Kirk also marketed gasoline during this period under a licensing agreement with Western, whereby his group distributed to retail customers under Western's Husky gas stations brand in Idaho, Utah, Wyoming, Montana, and the western Dakotas. Western Oil and Fuel sold Husky gasoline in the eastern part of the US. In his mid-1920s and just married (July 1, 1933) to Luella Pearl Vaterlaus (1909–1997), son Carroll Kirk took an increasing role in management of the family's oil businesses from the family home in Frannie during his father's convalescence from tuberculosis.

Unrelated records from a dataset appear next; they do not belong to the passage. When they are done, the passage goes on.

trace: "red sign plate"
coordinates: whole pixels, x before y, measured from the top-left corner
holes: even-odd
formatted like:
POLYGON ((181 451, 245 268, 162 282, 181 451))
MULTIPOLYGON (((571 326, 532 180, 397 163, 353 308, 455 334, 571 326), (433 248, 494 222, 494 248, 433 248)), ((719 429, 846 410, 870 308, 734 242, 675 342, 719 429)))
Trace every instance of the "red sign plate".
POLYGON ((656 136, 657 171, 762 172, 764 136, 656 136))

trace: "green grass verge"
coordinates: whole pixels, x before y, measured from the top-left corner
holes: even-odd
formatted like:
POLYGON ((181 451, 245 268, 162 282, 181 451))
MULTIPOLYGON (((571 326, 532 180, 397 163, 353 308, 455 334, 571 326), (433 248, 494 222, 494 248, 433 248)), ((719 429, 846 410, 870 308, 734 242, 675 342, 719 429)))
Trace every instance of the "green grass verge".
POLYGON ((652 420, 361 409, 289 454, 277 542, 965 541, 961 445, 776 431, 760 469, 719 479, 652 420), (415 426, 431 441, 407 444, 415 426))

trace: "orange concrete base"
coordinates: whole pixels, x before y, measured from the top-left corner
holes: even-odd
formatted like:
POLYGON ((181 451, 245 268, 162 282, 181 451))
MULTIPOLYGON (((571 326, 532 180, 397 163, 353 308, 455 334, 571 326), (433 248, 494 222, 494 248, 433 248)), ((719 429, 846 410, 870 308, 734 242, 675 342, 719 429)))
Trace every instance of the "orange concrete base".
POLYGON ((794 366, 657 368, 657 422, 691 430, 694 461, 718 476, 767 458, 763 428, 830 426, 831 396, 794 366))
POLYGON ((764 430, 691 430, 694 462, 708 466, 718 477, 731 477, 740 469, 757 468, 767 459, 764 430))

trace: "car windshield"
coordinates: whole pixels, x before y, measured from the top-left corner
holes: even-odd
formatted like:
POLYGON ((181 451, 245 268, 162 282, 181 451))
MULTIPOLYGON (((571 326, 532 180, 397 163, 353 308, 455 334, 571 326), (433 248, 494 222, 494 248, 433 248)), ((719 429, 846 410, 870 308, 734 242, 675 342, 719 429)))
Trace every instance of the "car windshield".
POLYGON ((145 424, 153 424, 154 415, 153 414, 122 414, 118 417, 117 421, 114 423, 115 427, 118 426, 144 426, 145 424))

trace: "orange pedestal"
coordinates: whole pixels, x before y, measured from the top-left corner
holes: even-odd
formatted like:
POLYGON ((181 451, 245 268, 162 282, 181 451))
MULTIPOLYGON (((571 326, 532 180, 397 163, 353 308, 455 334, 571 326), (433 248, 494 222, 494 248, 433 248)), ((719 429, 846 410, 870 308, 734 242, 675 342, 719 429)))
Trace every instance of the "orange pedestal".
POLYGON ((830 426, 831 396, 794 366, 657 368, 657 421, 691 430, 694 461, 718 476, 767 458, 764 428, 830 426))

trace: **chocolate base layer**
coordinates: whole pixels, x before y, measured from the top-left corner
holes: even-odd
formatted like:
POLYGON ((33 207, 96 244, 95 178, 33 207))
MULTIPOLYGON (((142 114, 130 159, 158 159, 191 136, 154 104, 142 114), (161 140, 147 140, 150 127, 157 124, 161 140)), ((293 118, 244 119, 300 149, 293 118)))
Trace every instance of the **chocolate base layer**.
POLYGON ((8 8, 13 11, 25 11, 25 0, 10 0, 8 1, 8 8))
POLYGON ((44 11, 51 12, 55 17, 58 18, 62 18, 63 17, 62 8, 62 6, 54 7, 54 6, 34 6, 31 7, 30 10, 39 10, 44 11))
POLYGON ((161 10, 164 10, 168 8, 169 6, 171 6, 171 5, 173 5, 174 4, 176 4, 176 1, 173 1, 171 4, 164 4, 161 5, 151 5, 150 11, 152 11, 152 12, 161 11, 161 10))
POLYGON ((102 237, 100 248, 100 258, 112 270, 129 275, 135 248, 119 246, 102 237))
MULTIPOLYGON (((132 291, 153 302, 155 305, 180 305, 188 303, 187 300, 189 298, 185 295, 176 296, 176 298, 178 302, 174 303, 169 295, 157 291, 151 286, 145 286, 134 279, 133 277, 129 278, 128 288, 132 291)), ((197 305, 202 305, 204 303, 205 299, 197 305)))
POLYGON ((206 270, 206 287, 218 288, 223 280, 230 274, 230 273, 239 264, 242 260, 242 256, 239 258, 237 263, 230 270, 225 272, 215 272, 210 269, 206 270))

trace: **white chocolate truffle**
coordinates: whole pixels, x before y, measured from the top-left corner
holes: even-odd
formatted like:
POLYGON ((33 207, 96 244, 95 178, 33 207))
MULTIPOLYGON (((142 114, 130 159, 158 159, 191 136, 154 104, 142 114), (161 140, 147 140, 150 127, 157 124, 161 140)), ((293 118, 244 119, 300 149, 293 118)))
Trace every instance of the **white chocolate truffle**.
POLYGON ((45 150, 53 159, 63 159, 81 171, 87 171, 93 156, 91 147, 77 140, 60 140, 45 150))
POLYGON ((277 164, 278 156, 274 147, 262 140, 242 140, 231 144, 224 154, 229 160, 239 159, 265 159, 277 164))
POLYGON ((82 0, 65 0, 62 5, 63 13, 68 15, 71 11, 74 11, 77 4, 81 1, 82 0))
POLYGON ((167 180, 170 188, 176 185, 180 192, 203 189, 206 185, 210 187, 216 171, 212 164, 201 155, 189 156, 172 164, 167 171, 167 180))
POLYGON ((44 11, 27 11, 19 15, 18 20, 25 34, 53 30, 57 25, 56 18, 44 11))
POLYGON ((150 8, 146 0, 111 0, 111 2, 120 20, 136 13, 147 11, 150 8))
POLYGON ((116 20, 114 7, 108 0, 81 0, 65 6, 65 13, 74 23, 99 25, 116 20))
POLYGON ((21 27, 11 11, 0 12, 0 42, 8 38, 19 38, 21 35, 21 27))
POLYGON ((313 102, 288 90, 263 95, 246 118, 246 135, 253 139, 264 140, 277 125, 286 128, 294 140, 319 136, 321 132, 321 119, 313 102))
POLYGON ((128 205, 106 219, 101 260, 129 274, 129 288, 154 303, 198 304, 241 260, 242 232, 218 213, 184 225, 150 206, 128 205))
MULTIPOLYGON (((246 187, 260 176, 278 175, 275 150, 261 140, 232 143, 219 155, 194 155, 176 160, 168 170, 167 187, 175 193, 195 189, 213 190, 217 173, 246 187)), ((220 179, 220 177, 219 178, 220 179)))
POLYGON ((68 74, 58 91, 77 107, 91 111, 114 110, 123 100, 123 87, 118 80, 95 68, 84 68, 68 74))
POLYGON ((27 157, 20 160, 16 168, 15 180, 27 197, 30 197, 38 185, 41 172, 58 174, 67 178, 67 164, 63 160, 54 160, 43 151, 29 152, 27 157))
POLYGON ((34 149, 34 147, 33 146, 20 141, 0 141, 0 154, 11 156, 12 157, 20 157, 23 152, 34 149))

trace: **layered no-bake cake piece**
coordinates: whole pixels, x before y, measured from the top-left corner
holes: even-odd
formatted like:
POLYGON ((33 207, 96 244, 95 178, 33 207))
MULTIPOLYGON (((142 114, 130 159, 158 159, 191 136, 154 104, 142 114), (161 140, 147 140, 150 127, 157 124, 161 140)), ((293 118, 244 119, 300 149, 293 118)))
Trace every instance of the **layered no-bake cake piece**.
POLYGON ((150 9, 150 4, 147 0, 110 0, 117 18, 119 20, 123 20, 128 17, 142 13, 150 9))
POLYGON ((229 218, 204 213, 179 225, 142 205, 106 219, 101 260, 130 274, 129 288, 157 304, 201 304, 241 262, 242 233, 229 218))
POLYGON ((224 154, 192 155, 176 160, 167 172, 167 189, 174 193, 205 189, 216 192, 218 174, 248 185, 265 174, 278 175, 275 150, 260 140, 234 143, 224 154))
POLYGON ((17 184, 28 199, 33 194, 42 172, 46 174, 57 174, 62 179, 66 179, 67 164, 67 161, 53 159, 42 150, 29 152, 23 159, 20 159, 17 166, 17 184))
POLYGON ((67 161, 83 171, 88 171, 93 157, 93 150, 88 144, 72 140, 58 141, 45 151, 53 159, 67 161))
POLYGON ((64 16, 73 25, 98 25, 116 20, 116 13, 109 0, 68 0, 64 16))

The assets of Park Refining and Cody Petroleum were sold on January 1, 1938 to Glenn Nielson, who adopted the Husky name to create the Husky Refining Company—now the multinational Husky Energy. At the time of their sale to Nielson, the 19-person Park Refining operation had a processing capacity of 900-1000 barrels of oil a day, and Cody Petroleum was managing four wells (the Klindt lease) producing 400-500 barrels daily. Kirk served for a time as Vice President for Wyoming of the Independent Petroleum Association of America and remained President of the Kirk Oil Company until his death.

== Livestock operations ==
In 1939, Kirk acquired a cattle and sheep ranch just northeast of Choteau, Montana, which he operated until the year before his passing. The 5000-acre ranch was purchased from the Coffey Brothers for an estimated $40,000.